A. Thorough inspections will continue over the course of the project. SCE&G expects that there will be issues, whether self-identified or identified by the regulator, which will need to be addressed along the way. This is a normal part of the nuclear licensing and construction process, it is in keeping with SCE&G’s meticulous oversight as well as the rigorous oversight by the NRC, and it ensures plants are designed and built safely.

Q. What lessons have you learned from the Fukushima incident in Japan?

A. The U.S. nuclear energy industry responded within days of the accident in Japan, inspecting plants to ensure they could withstand similar extreme natural events. In addition, V.C. Summer and the entire nuclear industry adopted a strategy to ensure that lessons learned in Japan are applied quickly and effectively at America’s reactors to make our safe plants even safer.

Q. With no federal disposal of used fuel, how long can V.C. Summer store used fuel on site?

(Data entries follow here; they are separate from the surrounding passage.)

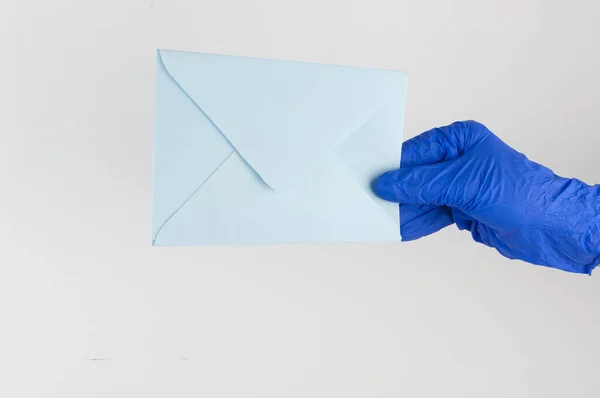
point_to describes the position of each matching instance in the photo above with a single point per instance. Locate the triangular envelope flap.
(284, 118)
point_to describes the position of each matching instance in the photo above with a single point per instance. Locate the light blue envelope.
(256, 151)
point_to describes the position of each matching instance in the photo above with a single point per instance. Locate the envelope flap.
(284, 118)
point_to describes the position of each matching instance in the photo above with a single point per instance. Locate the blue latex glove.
(464, 174)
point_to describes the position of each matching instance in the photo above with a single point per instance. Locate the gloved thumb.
(441, 184)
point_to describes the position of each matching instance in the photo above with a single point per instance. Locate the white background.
(89, 309)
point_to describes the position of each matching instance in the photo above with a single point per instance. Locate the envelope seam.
(190, 197)
(207, 116)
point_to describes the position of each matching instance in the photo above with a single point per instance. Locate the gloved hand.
(464, 174)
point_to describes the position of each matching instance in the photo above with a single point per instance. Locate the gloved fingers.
(442, 143)
(417, 221)
(432, 185)
(479, 231)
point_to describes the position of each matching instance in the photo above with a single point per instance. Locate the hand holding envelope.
(255, 151)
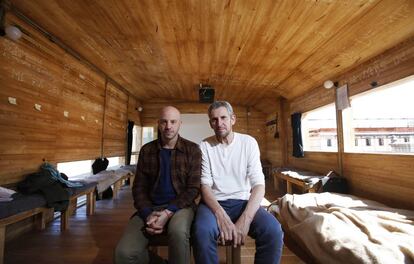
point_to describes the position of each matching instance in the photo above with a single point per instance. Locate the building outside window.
(147, 135)
(319, 129)
(386, 113)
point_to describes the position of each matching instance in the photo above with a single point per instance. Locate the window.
(74, 169)
(329, 142)
(319, 129)
(115, 161)
(386, 113)
(136, 144)
(147, 135)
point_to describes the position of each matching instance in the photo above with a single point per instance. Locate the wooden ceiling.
(249, 51)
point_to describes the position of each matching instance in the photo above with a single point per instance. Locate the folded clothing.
(21, 203)
(6, 194)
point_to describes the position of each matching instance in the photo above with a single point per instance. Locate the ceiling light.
(328, 84)
(13, 32)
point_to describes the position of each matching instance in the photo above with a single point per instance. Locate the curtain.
(297, 135)
(129, 142)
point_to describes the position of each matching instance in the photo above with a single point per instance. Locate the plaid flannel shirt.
(185, 175)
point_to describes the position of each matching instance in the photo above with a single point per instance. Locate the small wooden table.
(307, 181)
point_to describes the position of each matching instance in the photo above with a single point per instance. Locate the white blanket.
(338, 228)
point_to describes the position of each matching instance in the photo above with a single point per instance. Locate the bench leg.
(64, 220)
(131, 181)
(40, 219)
(236, 255)
(117, 186)
(2, 242)
(289, 187)
(90, 203)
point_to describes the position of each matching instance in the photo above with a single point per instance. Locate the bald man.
(166, 185)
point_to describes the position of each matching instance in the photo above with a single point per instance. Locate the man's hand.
(242, 228)
(163, 218)
(157, 220)
(152, 228)
(226, 227)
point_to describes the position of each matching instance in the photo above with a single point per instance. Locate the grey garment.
(133, 246)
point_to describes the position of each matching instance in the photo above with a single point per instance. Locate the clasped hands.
(156, 221)
(232, 232)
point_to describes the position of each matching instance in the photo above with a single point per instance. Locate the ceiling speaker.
(206, 94)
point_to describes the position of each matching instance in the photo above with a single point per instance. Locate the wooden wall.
(75, 103)
(248, 120)
(385, 178)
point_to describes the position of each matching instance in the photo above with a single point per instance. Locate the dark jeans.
(265, 229)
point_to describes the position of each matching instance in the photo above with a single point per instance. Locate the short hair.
(218, 104)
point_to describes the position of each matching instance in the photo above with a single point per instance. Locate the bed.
(338, 228)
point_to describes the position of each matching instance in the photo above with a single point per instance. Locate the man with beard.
(232, 187)
(166, 185)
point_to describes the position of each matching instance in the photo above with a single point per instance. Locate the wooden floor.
(92, 239)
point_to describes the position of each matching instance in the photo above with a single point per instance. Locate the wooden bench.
(233, 255)
(305, 180)
(38, 212)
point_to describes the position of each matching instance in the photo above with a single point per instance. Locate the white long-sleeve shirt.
(231, 170)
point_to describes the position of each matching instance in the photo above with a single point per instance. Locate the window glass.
(115, 162)
(383, 118)
(147, 135)
(319, 129)
(75, 168)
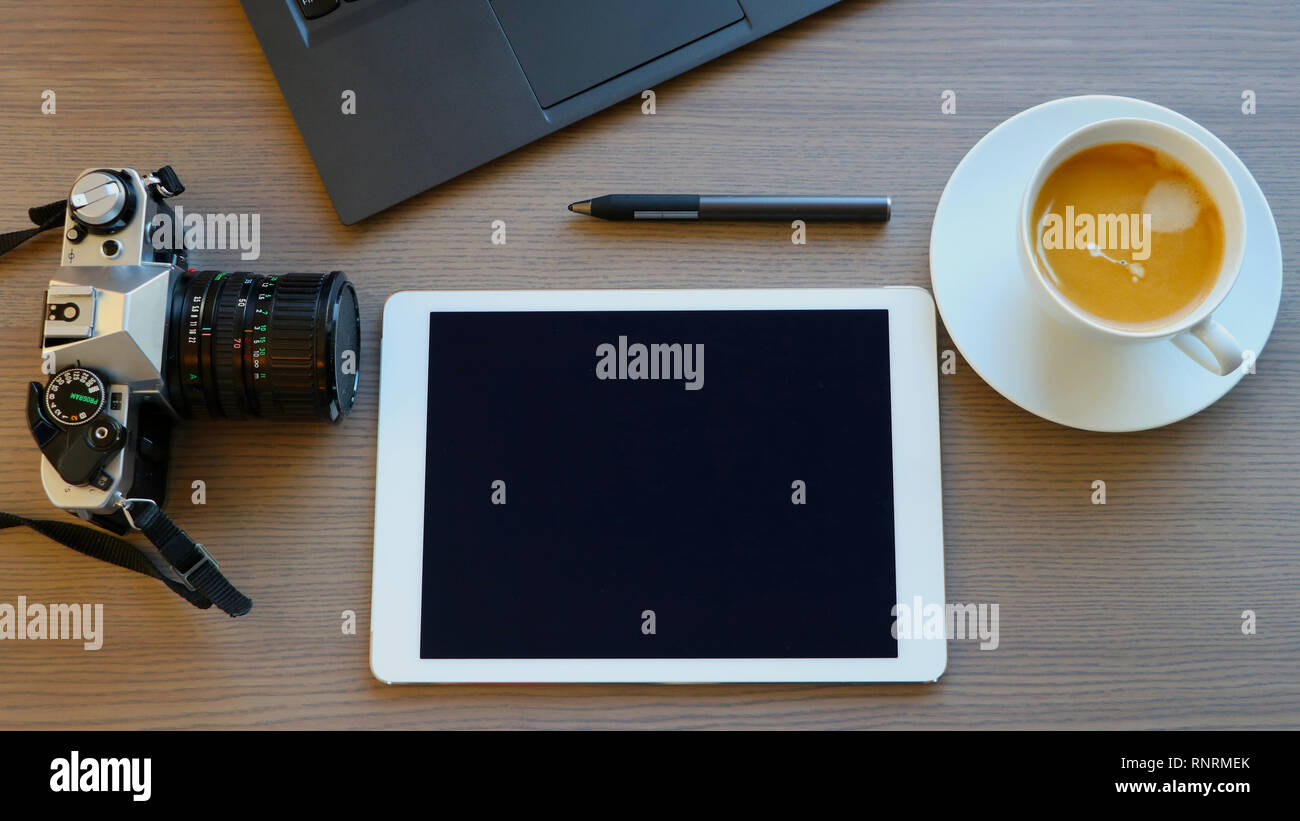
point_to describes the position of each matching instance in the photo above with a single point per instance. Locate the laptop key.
(312, 9)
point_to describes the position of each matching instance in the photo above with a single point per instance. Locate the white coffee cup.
(1195, 333)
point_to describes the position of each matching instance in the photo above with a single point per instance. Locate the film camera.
(134, 341)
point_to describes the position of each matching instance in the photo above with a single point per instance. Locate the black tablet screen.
(658, 485)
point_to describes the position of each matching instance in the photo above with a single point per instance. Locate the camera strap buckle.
(204, 556)
(199, 572)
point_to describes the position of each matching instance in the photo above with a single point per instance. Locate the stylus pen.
(723, 207)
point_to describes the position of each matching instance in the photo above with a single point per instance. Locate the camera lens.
(263, 346)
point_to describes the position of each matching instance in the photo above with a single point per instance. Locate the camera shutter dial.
(102, 202)
(74, 396)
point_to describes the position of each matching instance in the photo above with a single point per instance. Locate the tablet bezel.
(399, 489)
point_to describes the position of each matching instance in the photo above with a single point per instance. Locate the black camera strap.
(44, 216)
(202, 582)
(164, 182)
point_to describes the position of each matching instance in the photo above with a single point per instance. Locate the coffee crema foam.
(1129, 235)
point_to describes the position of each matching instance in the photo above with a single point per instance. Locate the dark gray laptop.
(442, 86)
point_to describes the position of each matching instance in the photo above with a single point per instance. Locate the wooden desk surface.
(1118, 616)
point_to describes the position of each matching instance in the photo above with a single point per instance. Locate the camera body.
(134, 341)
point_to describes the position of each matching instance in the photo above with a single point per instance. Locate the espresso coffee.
(1129, 234)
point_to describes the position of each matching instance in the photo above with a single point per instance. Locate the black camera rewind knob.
(65, 420)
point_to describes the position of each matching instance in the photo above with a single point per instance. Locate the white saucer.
(1019, 350)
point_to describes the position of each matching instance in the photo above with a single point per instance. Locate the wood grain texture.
(1117, 616)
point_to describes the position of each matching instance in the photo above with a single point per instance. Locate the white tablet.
(658, 486)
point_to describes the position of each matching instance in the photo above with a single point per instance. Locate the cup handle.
(1213, 338)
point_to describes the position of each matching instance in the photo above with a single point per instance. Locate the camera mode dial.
(74, 396)
(102, 202)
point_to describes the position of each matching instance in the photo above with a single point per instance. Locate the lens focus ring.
(263, 346)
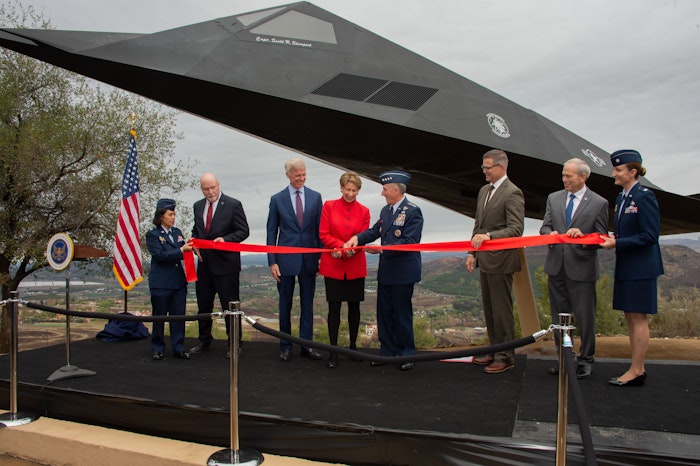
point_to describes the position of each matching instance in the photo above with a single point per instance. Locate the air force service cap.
(168, 204)
(620, 157)
(394, 176)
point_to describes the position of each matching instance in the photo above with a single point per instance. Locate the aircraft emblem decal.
(498, 125)
(591, 155)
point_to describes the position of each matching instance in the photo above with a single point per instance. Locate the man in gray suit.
(573, 268)
(500, 213)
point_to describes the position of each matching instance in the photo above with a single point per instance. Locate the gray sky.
(622, 74)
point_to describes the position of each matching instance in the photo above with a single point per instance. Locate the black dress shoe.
(407, 366)
(200, 348)
(285, 355)
(355, 358)
(584, 371)
(181, 355)
(635, 382)
(332, 361)
(311, 354)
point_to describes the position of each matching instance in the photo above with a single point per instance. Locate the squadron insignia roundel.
(498, 125)
(591, 155)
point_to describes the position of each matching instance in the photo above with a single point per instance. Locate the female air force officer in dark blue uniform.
(637, 258)
(167, 279)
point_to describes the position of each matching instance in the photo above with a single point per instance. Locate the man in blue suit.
(400, 222)
(293, 220)
(572, 269)
(166, 280)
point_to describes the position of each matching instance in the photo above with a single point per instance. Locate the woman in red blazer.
(344, 272)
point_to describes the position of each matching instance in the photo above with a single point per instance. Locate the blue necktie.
(300, 209)
(570, 209)
(622, 204)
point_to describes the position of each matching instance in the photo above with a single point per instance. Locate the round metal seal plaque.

A. SCE&G has managed used nuclear fuel and other nuclear waste by-products safely and efficiently for nearly 30 years. V.C. Summer’s current fuel pool has enough capacity to safely store used fuel through 2017. SCE&G will add dry storage by 2015. These robust, steel-lined, concrete containers are one of the storage methods used by nuclear stations across the U.S. As it has done safely for years with the current unit, SCE&G will store the used fuel from the additional reactor units on site. The new nuclear units will have their own fuel storage facilities — there will be no connection to the current fuel pool. Dry storage is an option for longer term storage for the new units as well. While SCE&G supports the construction of a permanent federal repository for used nuclear fuel, the company can safely store the used fuel.